日本の高速道路の歴史と交通量増加の影響について述べられている。

山間部の拡幅工事やトンネルの新設による交通の効率化について言及されている。

右ルートと左ルートの選択肢が生まれることで、車線移行や速度維持について考察されている。

高速道路にある「右ルート・左ルート」! 車線を増やすんじゃなくて「別ルート」になった理由とは?

 日本の高速道路のはじまりは、1957年(昭和32年)の中央道着工による。

 トヨタ・クラウンの誕生は2年前の1955年(昭和30年)で、国内はまだ乗用車の普及が途に就いたばかりだ。商用車が暮らしを支えている時代だった。約10年後の1966年(昭和41年)に日産サニーとトヨタ・カローラが誕生したときの国内自動車保有台数は、725万台ほど(二輪車を除く)だった。そして、2022年の数字では、7830万台(二輪車を除く)に達する。10倍以上に保有台数が増大した。

 当然、それに伴って交通量も増える。60年以上前に構想された高速道路では到底容量が足りない。事故などがなくても、自然渋滞と呼ばれるクルマの集中で流れも悪くなる。そこで、今日なお拡幅工事が継続される状況だ。

 比較的高低差の少ない地域であれば、土地さえ確保できれば拡幅工事はできるだろう。一方、人口増加による街の発展や住宅地の広がり、あるいは山間部などでトンネルの多い区間などは、拡幅工事も容易ではない。

 そのなか、山間部の拡幅工事に際し、トンネル自体の拡幅は困難なため、新たなトンネルを掘り、車線の数を増やす手段が採られた。この手法であれば、新設工事期間中もこれまでの道を使って従来どおり上りと下りの交通を確保できる。そのうえで、これまで上り車線と下り車線にわかれていた区間を、上りまたは下りのどちらかにまとめ、新設の拡幅されたトンネル区間を、反対の上りまたは下り車線に用いれば、車線の拡幅と、交通の移行も、利用者の不便をもたらさずに行える。

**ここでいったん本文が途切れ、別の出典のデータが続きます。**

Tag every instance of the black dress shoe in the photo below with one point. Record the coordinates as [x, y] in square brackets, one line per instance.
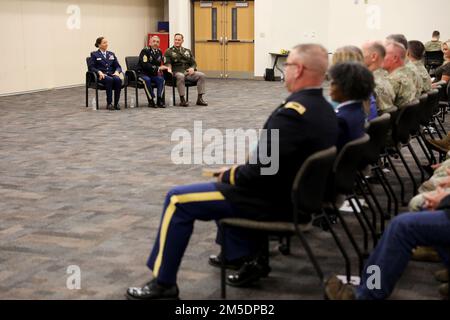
[200, 101]
[153, 291]
[183, 102]
[160, 103]
[249, 273]
[216, 261]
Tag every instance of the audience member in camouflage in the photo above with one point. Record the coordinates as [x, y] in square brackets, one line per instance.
[374, 54]
[399, 77]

 こうして、上りまたは下りに従来の車線を活用した区間が、右ルートと左ルートという選択肢をもたらすことになった。

 交通の基本はキープレフトである。また、最高時速をより制限されるトラックやバスなどは、左端の走行車線を基本的には走ることとなり、おのずと左ルートを走り続ける傾向になる。

 それに対し、乗用車はより身軽に速度調整ができ、トラックやバスなどを追い越して走る機会も多く、右ルートを選んだほうが速度を維持しやすいこともあるだろう。

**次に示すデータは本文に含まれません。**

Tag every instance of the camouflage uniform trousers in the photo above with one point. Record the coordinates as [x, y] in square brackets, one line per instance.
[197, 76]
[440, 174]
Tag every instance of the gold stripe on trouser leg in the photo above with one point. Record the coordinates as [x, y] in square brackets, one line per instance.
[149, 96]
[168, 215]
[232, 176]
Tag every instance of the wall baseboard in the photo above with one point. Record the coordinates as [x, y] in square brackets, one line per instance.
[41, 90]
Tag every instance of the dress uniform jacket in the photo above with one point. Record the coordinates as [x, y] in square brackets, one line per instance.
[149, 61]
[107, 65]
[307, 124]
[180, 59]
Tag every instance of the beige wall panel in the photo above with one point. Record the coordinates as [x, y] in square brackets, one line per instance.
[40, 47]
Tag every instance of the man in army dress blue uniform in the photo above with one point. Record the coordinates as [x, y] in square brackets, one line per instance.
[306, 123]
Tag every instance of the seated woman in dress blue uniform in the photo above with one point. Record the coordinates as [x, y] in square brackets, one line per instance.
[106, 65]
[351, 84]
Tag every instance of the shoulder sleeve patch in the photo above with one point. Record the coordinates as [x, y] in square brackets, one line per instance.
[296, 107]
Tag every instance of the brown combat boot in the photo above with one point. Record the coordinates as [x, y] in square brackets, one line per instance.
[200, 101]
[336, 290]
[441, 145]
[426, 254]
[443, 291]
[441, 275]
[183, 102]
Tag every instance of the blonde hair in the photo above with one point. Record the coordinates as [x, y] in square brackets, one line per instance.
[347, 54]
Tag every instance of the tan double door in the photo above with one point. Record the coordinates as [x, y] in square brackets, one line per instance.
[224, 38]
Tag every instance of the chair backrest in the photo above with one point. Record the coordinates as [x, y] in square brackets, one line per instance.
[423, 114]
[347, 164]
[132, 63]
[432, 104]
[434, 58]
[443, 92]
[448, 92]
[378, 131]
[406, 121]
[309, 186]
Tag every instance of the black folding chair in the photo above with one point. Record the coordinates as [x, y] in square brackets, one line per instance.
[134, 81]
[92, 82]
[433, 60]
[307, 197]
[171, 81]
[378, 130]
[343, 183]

 とはいえ、進行方向を改めた車線は、それまでと逆走することになるため、やや違和感を覚えることがあるかもしれない。それも時間の経過とともに、車線の引き直しや、路面の改修が進むことで、右ルートと左ルートの差を覚えず走行できるような整備が行われているはずだ。

 右ルート左ルートの選択とは別に、高速道路全体の交通量を増やす工事が進むのが、新東名高速道路である。上りと下りをあわせ、路線をひとつ増やす工事だ。これも、東名高速道路からの分岐では、右へ行くか左を辿るか、悩むことがあるかもしれない。